El sector lechero argentino muestra una combinación de señales positivas en términos productivos y estructurales, pero también enfrenta tensiones económicas que condicionan su rentabilidad. Así lo refleja la Encuesta Sectorial Lechera 2024-2025 del INTA, que aporta una radiografía detallada de cómo funcionan hoy los tambos y cuáles son sus perspectivas a futuro.

De acuerdo al relevamiento, el 64% de los tambos proyecta crecer en los próximos cinco años, lo que marca una señal clara de confianza en el negocio pese a las dificultades coyunturales. Sin embargo, este optimismo convive con márgenes ajustados, donde los gastos directos representan el 70% del ingreso total, limitando la capacidad de generar rentabilidad.

Un sistema productivo con fuerte base técnica

Uno de los datos más destacados del informe es el nivel de profesionalización del sector. El 94% de los tambos cuenta con asesoramiento veterinario, mientras que también existe una importante adopción de herramientas de gestión y seguimiento productivo.

En materia de manejo, el modelo predominante sigue siendo pastoril: el 70% de los establecimientos mantiene el pastoreo durante todo el año, lo que refleja la importancia del aprovechamiento directo del recurso forrajero en la estructura productiva argentina.

Además, el informe muestra que el sector combina tecnología con esquemas tradicionales. Por ejemplo, el 61% realiza control lechero, mientras que también se observa el uso de inseminación artificial en el 68% de los casos y sincronización de celos en más de la mitad de los tambos.


Estructura productiva y eficiencia

En términos de productividad, los números muestran una mejora sostenida. La producción promedio alcanza los 6.289 litros por vaca total al año, con niveles de calidad que incluyen 3,78% de grasa y 3,40% de proteína.

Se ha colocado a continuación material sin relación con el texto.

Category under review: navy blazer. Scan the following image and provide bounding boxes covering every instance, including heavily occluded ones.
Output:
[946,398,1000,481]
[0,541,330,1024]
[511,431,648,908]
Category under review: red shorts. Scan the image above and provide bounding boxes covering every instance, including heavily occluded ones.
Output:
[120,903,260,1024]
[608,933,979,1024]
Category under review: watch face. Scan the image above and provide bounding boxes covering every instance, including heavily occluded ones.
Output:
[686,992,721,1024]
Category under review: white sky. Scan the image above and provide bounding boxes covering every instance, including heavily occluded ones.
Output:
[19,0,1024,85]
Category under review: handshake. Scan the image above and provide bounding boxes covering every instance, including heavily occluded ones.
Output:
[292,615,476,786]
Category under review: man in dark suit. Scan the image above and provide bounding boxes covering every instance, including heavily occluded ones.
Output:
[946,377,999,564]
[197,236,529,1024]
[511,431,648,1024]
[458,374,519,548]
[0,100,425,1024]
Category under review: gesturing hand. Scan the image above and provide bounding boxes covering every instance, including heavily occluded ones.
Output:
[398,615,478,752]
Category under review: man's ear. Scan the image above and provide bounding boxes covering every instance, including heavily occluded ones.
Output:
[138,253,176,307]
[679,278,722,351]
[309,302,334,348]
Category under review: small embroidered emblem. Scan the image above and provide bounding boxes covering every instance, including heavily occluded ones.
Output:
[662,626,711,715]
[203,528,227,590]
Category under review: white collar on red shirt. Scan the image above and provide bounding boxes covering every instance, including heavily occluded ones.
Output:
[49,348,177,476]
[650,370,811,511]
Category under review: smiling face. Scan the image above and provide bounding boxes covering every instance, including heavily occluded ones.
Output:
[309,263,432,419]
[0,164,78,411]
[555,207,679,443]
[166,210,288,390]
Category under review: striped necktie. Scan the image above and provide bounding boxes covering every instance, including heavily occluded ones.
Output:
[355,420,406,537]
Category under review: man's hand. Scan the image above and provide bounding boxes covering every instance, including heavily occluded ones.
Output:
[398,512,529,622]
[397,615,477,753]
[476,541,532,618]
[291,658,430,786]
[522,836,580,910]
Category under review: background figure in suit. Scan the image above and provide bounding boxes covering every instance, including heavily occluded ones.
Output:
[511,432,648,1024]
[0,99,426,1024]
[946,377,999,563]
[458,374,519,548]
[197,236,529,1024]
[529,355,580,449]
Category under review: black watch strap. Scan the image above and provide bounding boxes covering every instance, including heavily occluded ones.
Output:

También se destaca el crecimiento en la escala productiva, con tambos que incorporan más tecnología y maquinaria: en promedio, cada establecimiento cuenta con 2,6 tractores y una importante presencia de equipos como mixers, palas frontales y carros forrajeros.

En paralelo, la organización del trabajo mantiene un componente familiar relevante. El 34% de la mano de obra es familiar, lo que evidencia el peso histórico de este modelo dentro del entramado lechero argentino.

Costos, rentabilidad y el límite del negocio

A pesar de los avances productivos, el principal cuello de botella sigue siendo económico. La encuesta estima una rentabilidad promedio del 3,4%, un nivel bajo que deja al sector expuesto ante cualquier variación de costos o precios.

El peso de los costos directos —que absorben el 70% del ingreso— refleja un esquema donde la eficiencia es determinante. En este contexto, muchos tambos buscan mejorar escala, productividad y gestión para sostenerse en actividad.

Además, el informe evidencia diferencias claras según tamaño: los estratos más grandes logran mejores niveles de productividad y crecimiento, mientras que los más chicos enfrentan mayores dificultades para sostener su estructura.

El clima, el principal riesgo hacia adelante

Entre los desafíos, el factor que más preocupa a los productores es la variabilidad climática, señalada como el principal riesgo por el 24% de los encuestados.

A esto se suman otros factores relevantes como:

  • Incremento de costos de producción (19%)
  • Dificultades para conseguir mano de obra (17%)
  • Volatilidad del precio de la leche (16%)

Estos elementos configuran un escenario donde la incertidumbre sigue siendo alta, especialmente en un contexto económico cambiante.

Una actividad en transformación

El informe también muestra señales de cambio estructural en el sector. Por un lado, hay un proceso de concentración y aumento de escala; por otro, se observa una mayor adopción de tecnología y profesionalización.

En términos generacionales, el 50% de los tambos ya está preparando un sucesor, y en el 84% de los casos ese sucesor participa en la toma de decisiones, lo que indica una continuidad del negocio en buena parte del sector.

Crecimiento con desafíos estructurales

La lechería argentina muestra un perfil productivo sólido, con vocación de crecimiento, adopción tecnológica y mejoras en eficiencia, pero enfrenta un escenario donde la rentabilidad sigue siendo el principal condicionante.

El equilibrio entre costos, escala y productividad aparece como la clave para sostener el negocio, mientras que factores externos como el clima y el contexto económico seguirán definiendo el rumbo del sector en los próximos años.